そのなみだに、ふれさせて。







──2年6ヶ月前、12月。



「おやすみ、瀬奈」



さっきまでぱっちりとした瞳をわたしに向けていた瀬奈は、いつもの時刻になると、自然に寝付いた。

いつみに似たのかさらさらの黒髪を撫でて、小さく額にキスを落とす。それから彼に布団を掛け直して、静かに子ども部屋を出た。
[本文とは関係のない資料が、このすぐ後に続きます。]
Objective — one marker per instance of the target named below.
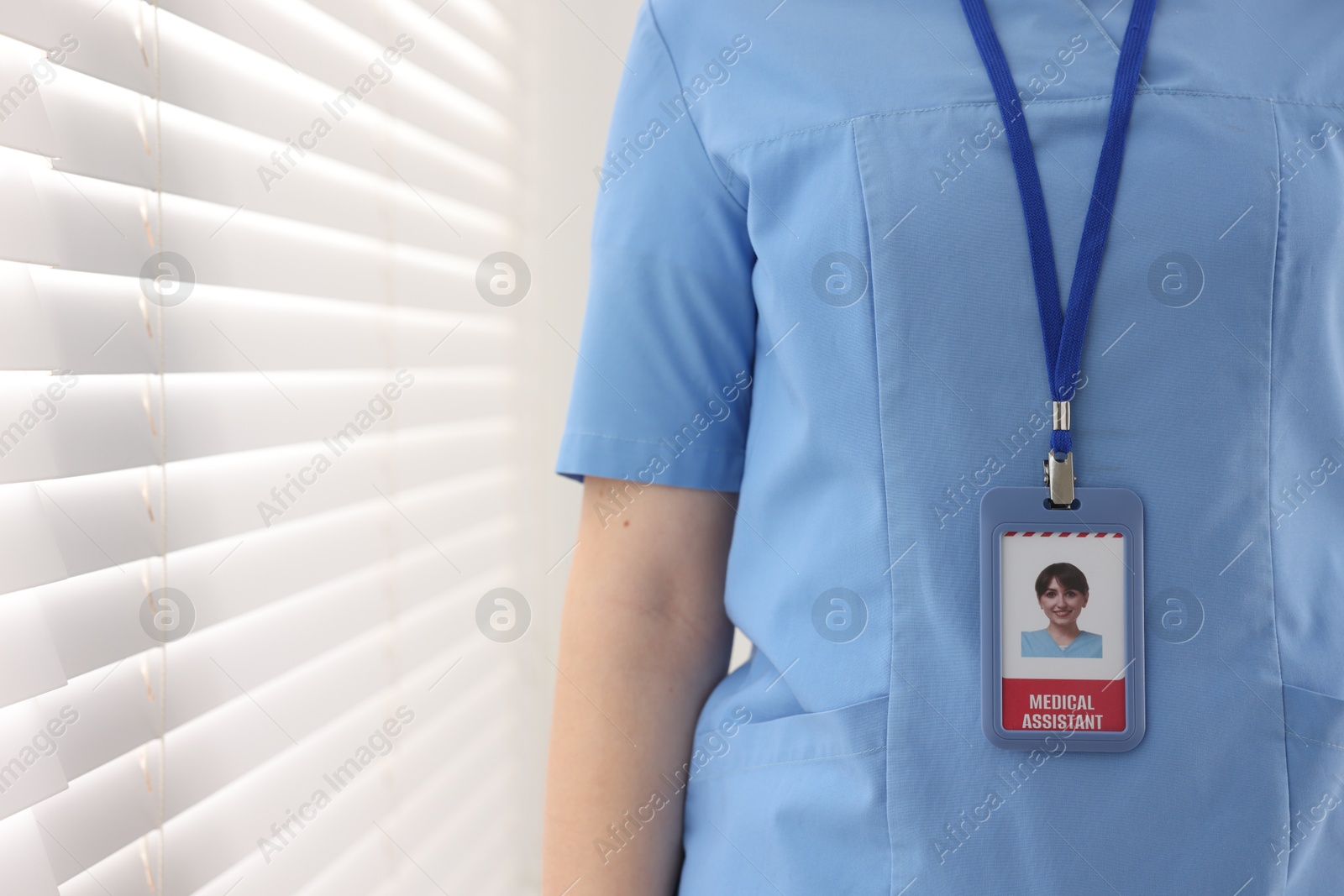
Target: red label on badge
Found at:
(1063, 705)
踏み外してしまわないよう、手すりを持ってゆっくりと階段をおりる。

なんせ現在、妊娠5ヶ月。



お腹にふたりめの子どもがいるのだから、さすがにわたしもいつも以上に気を遣う。

……まあそれ以上に、わたしの旦那さまの方が、わたしのことを心配してるけど。



瀬奈がお腹にいた時もそうだった。

「やれることは俺がやるから安静にしてろ」と何度も口うるさく言われたし、ただでさえ忙しいのに家事をこなしてくれている。



おかげで彼は料理以外のことなら一通り出来る。

休みの日だって、疲れているはずなのに瀬奈と遊んでくれるし。




「ねえ、いつ──」



そんな彼に、先にお風呂に入ってもらおうと思いながらリビングの扉を開けて。

途中で彼が電話中であることに気づき、ぱっと口を噤む。



「ああ、それで、逮捕されたのか?」



その呼びかけでわたしに気づいたいつみは、電話を続けながら手招きした。

そのまま、指示された通りソファに座る彼の隣に腰を下ろせば、空いた手でわたしの頭を撫でる彼。



「それなら、とりあえずは大丈夫そうだな。

何なら、こっちで信頼できる弁護士紹介してやろうか?」



……誰と話しているんだろう。

っていうか、なに、逮捕って。



うっすら声は漏れて聞こえてくるけれど、相手が誰なのかを特定するには至らない。

いつみがわたしの頭を撫で続けているから、下手に身動きも取れなくて。